Вогезская площадь, Монпарнас… Особый мир — сверкающий, веселый, пьянящий. Я был уверен в себе, уверен в будущем. И убеждал себя: «Года через два начну писать по-настоящему».

И я был настолько уверен в этом, что чувствовал удовлетворение, словно уже добился цели.

А двумя этажами ниже, на первом, Тижи писала свой картины. Мы ходили по разным танцулькам на улице Лапп и там нанимали парней и девушек позировать. Это было гораздо ближе и куда проще, чем отправляться на Монпарнас.

Еще раз, а может, два Тижи выставлялась на площади Константен-Пекер, но я что-то не помню, чтобы она продала там хоть одну картину. Нет, две она продала. В те времена много говорилось о том, какие состояния делали и делают люди, покупая картины по дешевке, а потом перепродавая их втридорога. Мещане, ничего не смыслившие в живописи, пробовали наудачу пытать счастье.
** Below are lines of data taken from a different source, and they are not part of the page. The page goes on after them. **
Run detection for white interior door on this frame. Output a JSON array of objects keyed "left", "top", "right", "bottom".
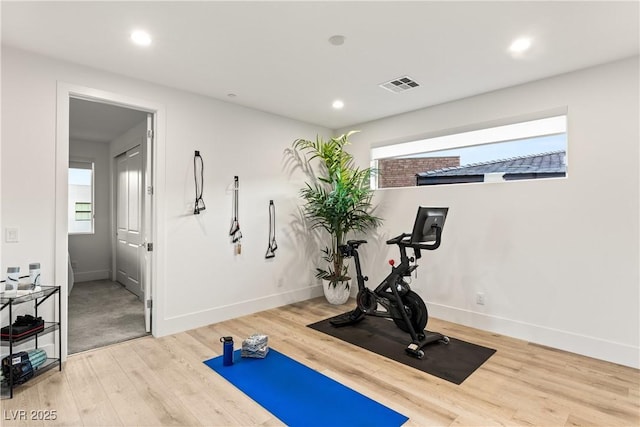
[
  {"left": 116, "top": 145, "right": 146, "bottom": 305},
  {"left": 142, "top": 114, "right": 153, "bottom": 332}
]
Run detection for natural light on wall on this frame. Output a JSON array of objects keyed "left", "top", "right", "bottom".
[
  {"left": 67, "top": 161, "right": 94, "bottom": 234},
  {"left": 371, "top": 113, "right": 567, "bottom": 188}
]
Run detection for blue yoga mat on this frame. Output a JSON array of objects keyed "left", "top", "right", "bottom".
[{"left": 204, "top": 348, "right": 408, "bottom": 427}]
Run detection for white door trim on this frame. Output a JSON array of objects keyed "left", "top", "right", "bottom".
[{"left": 54, "top": 81, "right": 166, "bottom": 360}]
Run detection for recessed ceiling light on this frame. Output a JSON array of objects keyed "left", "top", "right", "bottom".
[
  {"left": 131, "top": 30, "right": 151, "bottom": 46},
  {"left": 329, "top": 34, "right": 344, "bottom": 46},
  {"left": 509, "top": 37, "right": 531, "bottom": 54}
]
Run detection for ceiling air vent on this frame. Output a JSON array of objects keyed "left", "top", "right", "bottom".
[{"left": 380, "top": 76, "right": 420, "bottom": 93}]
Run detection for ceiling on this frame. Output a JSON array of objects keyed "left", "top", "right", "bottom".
[
  {"left": 69, "top": 98, "right": 147, "bottom": 142},
  {"left": 1, "top": 1, "right": 640, "bottom": 129}
]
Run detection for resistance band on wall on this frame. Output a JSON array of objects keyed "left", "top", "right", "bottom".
[
  {"left": 229, "top": 176, "right": 242, "bottom": 255},
  {"left": 264, "top": 200, "right": 278, "bottom": 259},
  {"left": 193, "top": 150, "right": 206, "bottom": 215}
]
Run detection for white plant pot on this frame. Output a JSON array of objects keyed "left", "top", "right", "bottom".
[{"left": 322, "top": 279, "right": 350, "bottom": 305}]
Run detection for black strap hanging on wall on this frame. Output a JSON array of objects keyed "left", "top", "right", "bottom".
[
  {"left": 193, "top": 150, "right": 206, "bottom": 215},
  {"left": 229, "top": 176, "right": 242, "bottom": 243},
  {"left": 264, "top": 200, "right": 278, "bottom": 259}
]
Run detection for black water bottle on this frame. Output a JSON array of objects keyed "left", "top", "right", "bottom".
[{"left": 220, "top": 337, "right": 233, "bottom": 366}]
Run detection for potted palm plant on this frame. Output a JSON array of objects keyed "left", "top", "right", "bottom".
[{"left": 293, "top": 131, "right": 382, "bottom": 304}]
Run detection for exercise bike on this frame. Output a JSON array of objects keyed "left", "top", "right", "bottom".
[{"left": 330, "top": 206, "right": 449, "bottom": 359}]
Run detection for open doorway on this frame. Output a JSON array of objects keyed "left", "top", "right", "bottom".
[{"left": 67, "top": 97, "right": 152, "bottom": 354}]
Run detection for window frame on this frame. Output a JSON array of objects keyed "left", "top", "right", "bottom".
[
  {"left": 67, "top": 158, "right": 96, "bottom": 236},
  {"left": 370, "top": 111, "right": 568, "bottom": 189}
]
Однажды к нам тоже заявился покупатель — первый и единственный. Ему, пожалуй, не было и сорока. Он долго рассматривал большое ню и поинтересовался ценой.

— Тысяча франков, — объявила Тижи.

Мы были уверены, что он тут же сбежит. Но он не только не сбежал, а, напротив, выбрал еще один холст и заплатил за него восемьсот франков.

Не думаю, чтобы он сделал состояние. Но зато мы в тот вечер решили пожить несколько месяцев на острове. Только вот не знали на каком. И тут мой Ларусс еще раз сослужил мне службу. Мы ткнули пальцем в название — Поркероль. Это остров в Средиземном море напротив Иерских островов и Тулона.

И вот мы, Тижи, Буль, Олаф и я, отправились на Поркероль.

Сегодня я не болтал еще перед микрофоном. Наказал себя. За что? За то, что привычка усаживаться ежедневно в один и тот же час в красное кресло и включать диктофон стала главным из всех моих пунктиков.

В тот год, когда я впервые приехал на Поркероль, на острове жило человек полтораста, и все они принадлежали к трем семействам. Звали их, как в средние века, Гоше-бородатый, Гоше-табачник, Герси-трактирщик, Герси-цирюльник и т. п.

В селении была большая хорошо утоптанная площадь, обсаженная эвкалиптами и шедшая чуть-чуть под уклон. А наверху стояла построенная моряками церквушка; казалось, она сделана из детских кубиков.

27

Фужита — имя, под которым во Франции известен японский художник Фудзита Цугахару (1892–1974).